Inspiration
Many CSE courses at UCSD allow you to pair program for programming assignments, meaning you can work on them with another person. Pair programming requires someone to be the "typer" and someone else to sit next to them and give them ideas on what to type. TritonCode allows programmers to collaborate on assignments without having to be physically present and allows multiple people to type at the same time!
What it does
TritonCode is a TextEditor that allows you to collaborate on code in real-time. Two people can edit same code file at the same time and their changes are reflected in real-time. It also features a chat box so you can communicate with your partner.
How we built it
We built it using a WebSocket server using Java and the Spark web framework. We used Gradle to download dependencies and Git for version control. To handle sync changes, we used an open-source operational transformation library I built a month ago (https://github.com/sidneynguyen/operational-transformation-java) to handle conflict resolution.
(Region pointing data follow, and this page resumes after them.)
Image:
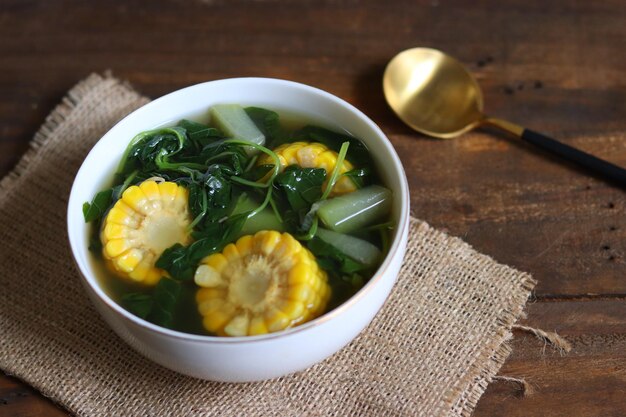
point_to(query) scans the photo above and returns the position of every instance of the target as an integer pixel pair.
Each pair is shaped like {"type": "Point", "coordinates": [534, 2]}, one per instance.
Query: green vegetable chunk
{"type": "Point", "coordinates": [233, 120]}
{"type": "Point", "coordinates": [360, 250]}
{"type": "Point", "coordinates": [349, 212]}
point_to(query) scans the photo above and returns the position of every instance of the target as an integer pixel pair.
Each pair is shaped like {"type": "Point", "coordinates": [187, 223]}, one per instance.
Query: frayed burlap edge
{"type": "Point", "coordinates": [52, 122]}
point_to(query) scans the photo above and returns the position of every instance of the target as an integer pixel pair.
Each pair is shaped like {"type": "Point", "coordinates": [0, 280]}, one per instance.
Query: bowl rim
{"type": "Point", "coordinates": [88, 277]}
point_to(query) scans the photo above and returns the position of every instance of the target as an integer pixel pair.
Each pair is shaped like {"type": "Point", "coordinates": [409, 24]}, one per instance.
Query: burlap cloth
{"type": "Point", "coordinates": [431, 351]}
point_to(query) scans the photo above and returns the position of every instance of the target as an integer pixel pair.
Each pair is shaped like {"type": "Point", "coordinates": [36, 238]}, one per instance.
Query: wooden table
{"type": "Point", "coordinates": [556, 66]}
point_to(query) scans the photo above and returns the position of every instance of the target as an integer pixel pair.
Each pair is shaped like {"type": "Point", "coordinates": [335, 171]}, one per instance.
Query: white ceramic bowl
{"type": "Point", "coordinates": [251, 358]}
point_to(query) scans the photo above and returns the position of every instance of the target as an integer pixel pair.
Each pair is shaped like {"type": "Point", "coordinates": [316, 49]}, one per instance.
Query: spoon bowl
{"type": "Point", "coordinates": [433, 93]}
{"type": "Point", "coordinates": [436, 95]}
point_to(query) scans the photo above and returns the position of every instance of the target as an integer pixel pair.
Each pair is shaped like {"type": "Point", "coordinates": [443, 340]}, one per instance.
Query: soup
{"type": "Point", "coordinates": [241, 223]}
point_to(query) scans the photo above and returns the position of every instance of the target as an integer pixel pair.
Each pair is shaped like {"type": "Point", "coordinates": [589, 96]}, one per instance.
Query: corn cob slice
{"type": "Point", "coordinates": [313, 155]}
{"type": "Point", "coordinates": [263, 283]}
{"type": "Point", "coordinates": [148, 219]}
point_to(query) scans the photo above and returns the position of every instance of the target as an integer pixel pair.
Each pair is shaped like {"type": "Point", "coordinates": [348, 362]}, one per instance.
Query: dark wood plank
{"type": "Point", "coordinates": [557, 67]}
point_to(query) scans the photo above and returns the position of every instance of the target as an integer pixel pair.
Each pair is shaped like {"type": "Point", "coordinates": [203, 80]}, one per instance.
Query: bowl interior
{"type": "Point", "coordinates": [97, 169]}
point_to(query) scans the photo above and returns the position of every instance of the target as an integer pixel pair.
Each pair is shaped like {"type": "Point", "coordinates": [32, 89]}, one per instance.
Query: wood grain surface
{"type": "Point", "coordinates": [558, 67]}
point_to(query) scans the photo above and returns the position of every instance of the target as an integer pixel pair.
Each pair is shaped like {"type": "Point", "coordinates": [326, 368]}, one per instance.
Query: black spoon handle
{"type": "Point", "coordinates": [606, 169]}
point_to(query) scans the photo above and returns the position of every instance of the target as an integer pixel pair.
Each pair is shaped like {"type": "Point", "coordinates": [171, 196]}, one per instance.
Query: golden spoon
{"type": "Point", "coordinates": [436, 95]}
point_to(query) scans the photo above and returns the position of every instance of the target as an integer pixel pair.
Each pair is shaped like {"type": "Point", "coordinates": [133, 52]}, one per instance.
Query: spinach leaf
{"type": "Point", "coordinates": [358, 154]}
{"type": "Point", "coordinates": [152, 150]}
{"type": "Point", "coordinates": [359, 176]}
{"type": "Point", "coordinates": [268, 123]}
{"type": "Point", "coordinates": [331, 259]}
{"type": "Point", "coordinates": [164, 299]}
{"type": "Point", "coordinates": [98, 206]}
{"type": "Point", "coordinates": [159, 306]}
{"type": "Point", "coordinates": [302, 186]}
{"type": "Point", "coordinates": [175, 261]}
{"type": "Point", "coordinates": [199, 132]}
{"type": "Point", "coordinates": [181, 261]}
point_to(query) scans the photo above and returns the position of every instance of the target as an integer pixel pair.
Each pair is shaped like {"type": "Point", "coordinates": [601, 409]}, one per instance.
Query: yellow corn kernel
{"type": "Point", "coordinates": [313, 155]}
{"type": "Point", "coordinates": [248, 288]}
{"type": "Point", "coordinates": [148, 219]}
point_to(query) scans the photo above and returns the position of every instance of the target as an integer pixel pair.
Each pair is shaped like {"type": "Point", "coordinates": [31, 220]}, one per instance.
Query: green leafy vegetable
{"type": "Point", "coordinates": [335, 260]}
{"type": "Point", "coordinates": [268, 122]}
{"type": "Point", "coordinates": [99, 205]}
{"type": "Point", "coordinates": [358, 154]}
{"type": "Point", "coordinates": [302, 186]}
{"type": "Point", "coordinates": [159, 306]}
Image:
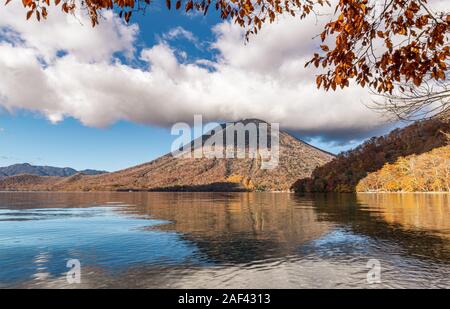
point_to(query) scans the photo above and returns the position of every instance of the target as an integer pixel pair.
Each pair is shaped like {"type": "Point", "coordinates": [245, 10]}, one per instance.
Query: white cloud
{"type": "Point", "coordinates": [264, 79]}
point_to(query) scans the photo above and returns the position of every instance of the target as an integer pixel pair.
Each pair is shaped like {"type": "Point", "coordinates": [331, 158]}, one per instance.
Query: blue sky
{"type": "Point", "coordinates": [62, 128]}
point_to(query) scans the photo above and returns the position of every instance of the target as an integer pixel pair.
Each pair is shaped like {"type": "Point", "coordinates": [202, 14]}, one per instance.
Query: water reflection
{"type": "Point", "coordinates": [222, 240]}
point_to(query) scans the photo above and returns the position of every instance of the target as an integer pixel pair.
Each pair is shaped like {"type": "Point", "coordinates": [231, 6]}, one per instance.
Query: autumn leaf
{"type": "Point", "coordinates": [29, 14]}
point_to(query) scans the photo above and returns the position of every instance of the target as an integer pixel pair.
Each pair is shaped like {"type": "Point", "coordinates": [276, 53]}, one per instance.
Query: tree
{"type": "Point", "coordinates": [392, 46]}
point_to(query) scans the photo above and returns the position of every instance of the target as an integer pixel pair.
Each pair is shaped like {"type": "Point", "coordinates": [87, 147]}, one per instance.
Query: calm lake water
{"type": "Point", "coordinates": [225, 240]}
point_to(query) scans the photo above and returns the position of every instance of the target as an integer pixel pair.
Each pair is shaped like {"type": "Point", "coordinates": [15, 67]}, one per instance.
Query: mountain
{"type": "Point", "coordinates": [345, 172]}
{"type": "Point", "coordinates": [297, 159]}
{"type": "Point", "coordinates": [426, 172]}
{"type": "Point", "coordinates": [26, 168]}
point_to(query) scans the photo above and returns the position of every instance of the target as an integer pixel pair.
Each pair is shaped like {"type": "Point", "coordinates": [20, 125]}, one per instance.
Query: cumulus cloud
{"type": "Point", "coordinates": [263, 79]}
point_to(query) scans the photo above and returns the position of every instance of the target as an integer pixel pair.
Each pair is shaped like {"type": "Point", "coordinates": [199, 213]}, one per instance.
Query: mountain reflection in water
{"type": "Point", "coordinates": [224, 240]}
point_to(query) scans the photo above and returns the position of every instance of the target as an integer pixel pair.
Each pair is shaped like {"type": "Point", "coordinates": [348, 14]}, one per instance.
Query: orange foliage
{"type": "Point", "coordinates": [344, 172]}
{"type": "Point", "coordinates": [429, 171]}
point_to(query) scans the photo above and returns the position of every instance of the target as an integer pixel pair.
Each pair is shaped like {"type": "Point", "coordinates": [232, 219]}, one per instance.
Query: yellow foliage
{"type": "Point", "coordinates": [429, 171]}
To make the text editor GUI, we used JavaFX. Our chat box was built using a Node.js server and Socket.io. We deployed out servers on Heroku.
Challenges we ran into
We ran into issues regarding concurrency control, building the project with different versions of the JDK, and using a buggy operational transformation library.
Accomplishments that we're proud of
We were able to build a simple text editor, deploy a working server on Heroku, and implement a chat box. People are able to edit files over the server in real-time.
What we learned
We learned that Java is a horrible language to hack with. We also learned how to build a WebSocket server and client, how to use JavaFX, deploying a Gradle app on Heroku, and making chat server using socket.io.
What's next for TritonCode
We plan to iron out bugs related to slow network connections and typing too quickly.